Can I Ever Trust Again?
According to statistics, at least one out of every two people that read this have experienced the heartache of divorce, and a number of you know the pain that infidelity can inflict on the soul. Whether you have experienced those pains yourself or have witnessed your friends or family experience them, you can easily come to the resolve to never trust again.
If you are one of those who have experienced divorce, infidelity, or both, you may have thrown in the towel on relationships altogether. Before you completely dismiss the idea, know that God is able to restore your trust and give you a partner that will compliment you, as well as enhance your relationship with Him. The key being, of course, that you put your complete trust and confidence in Jesus Christ. Anything else is asking for trouble.
From the times that I served as a Singles Pastor, and being single myself, I have seen many traits that keep people who come from failed relationships from successfully entering a healthy relationship again. Some of those traits are as follows:
Discontented with Being Single
- When you buy the lie that you can’t be happy unless you are married, you fall into the category of discontentment. When this happens your goal in life is directed towards finding a spouse. If you seek hard enough you will find what your looking for, but if you leave God out of the process, don’t expect it to be a “Match made in Heaven”.
Ignoring the Red Flags
- People anxious to be in a relationship tend to overlook red flags. We must realize that no one is perfect and that our personalities will clash at times, but we must also be aware that there is a major difference between a personality clash and a red flag. If your dating someone who is abusive (verbally or physically), controlling, overly jealous, etc., get out NOW!
Carrying Your Luggage with You
- A major mistake is to bring your past hurts, pains and failures into your new relationship. This is especially the case if you are a victim of infidelity. Many relationships are destroyed because of accusations that stem from past pains. Just because your former spouse hurt you, does not mean your new spouse or interest will.
- Before continuing, I feel like I should emphasize that adultery, fornication, extra-marital affairs and other immoral acts are not normal behaviors for Christians. If you have a relationship with Jesus Christ and are walking in His truth, these activities should not even be an option for you, let alone a lifestyle or mindset. If you are living that way, please realize that you are deceived and the truth is not in you (1 Cor. 6:9-11). Regardless of how people may try to justify those behaviors, it was wrong yesterday, it is wrong today, and it will always be wrong. This is one of those “Red Flags” that cannot be ignored. Don’t be so desperate for a relationship that you turn your back on God.
Spiritual Incompatibility
- 1 Corinthians 6:14-15 warns us not to be unequally yoked with unbelievers. Though this should be common knowledge, it can not be expressed enough. Don’t even think that your mission in life is to convert an unbeliever by marrying them. Evangelize to the lost all you want, but don’t marry one! Not only are you in opposition to God’s Word if you do, your asking for a life of misery.
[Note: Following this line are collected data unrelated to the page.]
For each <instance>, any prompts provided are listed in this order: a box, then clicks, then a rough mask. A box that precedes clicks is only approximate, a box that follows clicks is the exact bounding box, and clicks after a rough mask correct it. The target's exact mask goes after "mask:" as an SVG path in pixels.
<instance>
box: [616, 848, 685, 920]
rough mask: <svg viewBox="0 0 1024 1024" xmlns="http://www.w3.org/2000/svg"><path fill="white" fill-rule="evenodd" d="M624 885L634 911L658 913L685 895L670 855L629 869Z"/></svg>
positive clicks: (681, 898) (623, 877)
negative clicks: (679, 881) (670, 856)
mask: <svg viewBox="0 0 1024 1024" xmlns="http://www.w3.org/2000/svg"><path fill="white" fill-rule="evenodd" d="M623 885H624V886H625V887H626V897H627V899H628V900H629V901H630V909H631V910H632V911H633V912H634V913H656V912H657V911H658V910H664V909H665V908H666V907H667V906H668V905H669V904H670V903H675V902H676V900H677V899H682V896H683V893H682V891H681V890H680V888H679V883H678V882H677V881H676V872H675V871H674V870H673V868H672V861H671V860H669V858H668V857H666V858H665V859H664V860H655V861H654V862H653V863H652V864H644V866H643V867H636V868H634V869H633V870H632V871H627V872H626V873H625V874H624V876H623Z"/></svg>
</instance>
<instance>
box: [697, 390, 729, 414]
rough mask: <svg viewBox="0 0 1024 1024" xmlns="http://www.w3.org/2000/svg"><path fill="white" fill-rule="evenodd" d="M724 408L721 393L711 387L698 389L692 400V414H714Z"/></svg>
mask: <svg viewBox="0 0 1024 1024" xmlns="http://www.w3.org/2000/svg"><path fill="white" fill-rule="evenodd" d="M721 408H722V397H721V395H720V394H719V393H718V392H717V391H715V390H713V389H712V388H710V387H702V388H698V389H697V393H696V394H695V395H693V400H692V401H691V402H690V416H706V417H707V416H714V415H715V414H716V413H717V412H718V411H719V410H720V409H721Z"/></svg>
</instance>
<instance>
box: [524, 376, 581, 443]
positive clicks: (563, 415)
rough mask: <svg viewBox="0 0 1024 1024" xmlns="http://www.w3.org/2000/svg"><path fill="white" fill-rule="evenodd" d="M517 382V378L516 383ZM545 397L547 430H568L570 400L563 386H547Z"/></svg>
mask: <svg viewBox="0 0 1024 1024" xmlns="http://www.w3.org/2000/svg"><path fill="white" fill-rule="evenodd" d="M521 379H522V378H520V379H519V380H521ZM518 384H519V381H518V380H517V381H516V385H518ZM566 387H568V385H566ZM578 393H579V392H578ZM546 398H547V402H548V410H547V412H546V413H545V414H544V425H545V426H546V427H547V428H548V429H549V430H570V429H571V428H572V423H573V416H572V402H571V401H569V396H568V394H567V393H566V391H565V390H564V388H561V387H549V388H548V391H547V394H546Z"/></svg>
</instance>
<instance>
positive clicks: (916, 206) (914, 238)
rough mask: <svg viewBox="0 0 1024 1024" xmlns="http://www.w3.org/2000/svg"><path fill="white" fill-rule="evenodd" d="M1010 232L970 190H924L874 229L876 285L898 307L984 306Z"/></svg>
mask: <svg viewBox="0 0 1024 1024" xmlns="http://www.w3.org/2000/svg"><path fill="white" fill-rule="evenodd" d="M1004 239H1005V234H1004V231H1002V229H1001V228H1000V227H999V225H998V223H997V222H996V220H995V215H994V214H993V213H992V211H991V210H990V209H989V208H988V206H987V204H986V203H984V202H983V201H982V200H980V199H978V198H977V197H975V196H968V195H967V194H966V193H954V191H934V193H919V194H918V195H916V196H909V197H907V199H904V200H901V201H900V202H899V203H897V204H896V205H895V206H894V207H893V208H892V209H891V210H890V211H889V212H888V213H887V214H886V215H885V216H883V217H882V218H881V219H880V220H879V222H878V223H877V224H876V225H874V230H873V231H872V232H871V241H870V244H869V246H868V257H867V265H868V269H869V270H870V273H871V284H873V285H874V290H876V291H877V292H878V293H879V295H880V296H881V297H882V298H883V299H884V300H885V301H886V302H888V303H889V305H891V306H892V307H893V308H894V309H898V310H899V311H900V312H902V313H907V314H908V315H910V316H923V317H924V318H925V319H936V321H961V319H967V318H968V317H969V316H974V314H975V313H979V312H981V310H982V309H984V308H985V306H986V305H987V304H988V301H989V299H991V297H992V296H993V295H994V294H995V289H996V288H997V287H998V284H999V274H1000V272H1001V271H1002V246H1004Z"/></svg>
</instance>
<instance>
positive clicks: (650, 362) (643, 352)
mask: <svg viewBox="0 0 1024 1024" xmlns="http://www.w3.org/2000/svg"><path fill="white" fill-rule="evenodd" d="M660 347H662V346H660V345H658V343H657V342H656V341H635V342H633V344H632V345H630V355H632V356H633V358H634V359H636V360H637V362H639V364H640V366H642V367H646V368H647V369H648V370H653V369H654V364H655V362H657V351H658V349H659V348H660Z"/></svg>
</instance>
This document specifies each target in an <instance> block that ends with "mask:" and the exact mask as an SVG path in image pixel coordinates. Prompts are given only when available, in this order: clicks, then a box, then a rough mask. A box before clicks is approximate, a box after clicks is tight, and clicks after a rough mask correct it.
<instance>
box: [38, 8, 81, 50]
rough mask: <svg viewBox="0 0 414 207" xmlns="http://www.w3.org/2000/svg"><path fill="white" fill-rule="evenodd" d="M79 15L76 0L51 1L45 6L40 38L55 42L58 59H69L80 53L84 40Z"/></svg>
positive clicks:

- Also, don’t get involved with someone who’s belief system is not the same as yours. Make sure you are pursuing someone who has a genuine heart for God. The church is filled with people who label themselves Christians, yet they behave just like the world. 1 Corinthians 5:9-11 tells us to steer clear of them completely.
Besides surrendering your life to Jesus Christ, getting married is the most important thing you will ever do. Don’t fall into the traps listed above. Don’t be anxious. Don’t be discontent. Put your trust in God and He will guide you to the right person… someone you can love, someone you can trust.
Jeremiah 17:7 (NASB)
7“Blessed is the man who trusts in the LORD And whose trust is the LORD.
Check out “Single and Satisfied“, a great sermon on a similar subject.







Good message. Marriage can make or break someone. Many people don’t realize how true this is until it’s to late. Marriage can be a beautiful thing when it is done inside of God’s principles and leading but when people find themselves rushing and forcing things to happen, they are are cruising for a bruising. If there is one thing not to rush into, marriage is it!
Well said Gary. This goes great along with Pastor’s sermon on people who don’t have the gift of singleness.
Thank you for providing a healing word to the many of us who have had failed marriages. Many times we feel the “persecution” of the church for having “given up too soon”. Thank you for speaking to restoration of our hearts and souls and providing an outlook that if we trust God with our hearts that one day He may show us the right one to love. And in the knowledge that if He wants us single, we will be ok too as we bask in HIS love. I have found a place of peace in being single. Something I have never had before. Would I like to be in a relationship? Sure. But for now I am content in my God and will wait on His direction.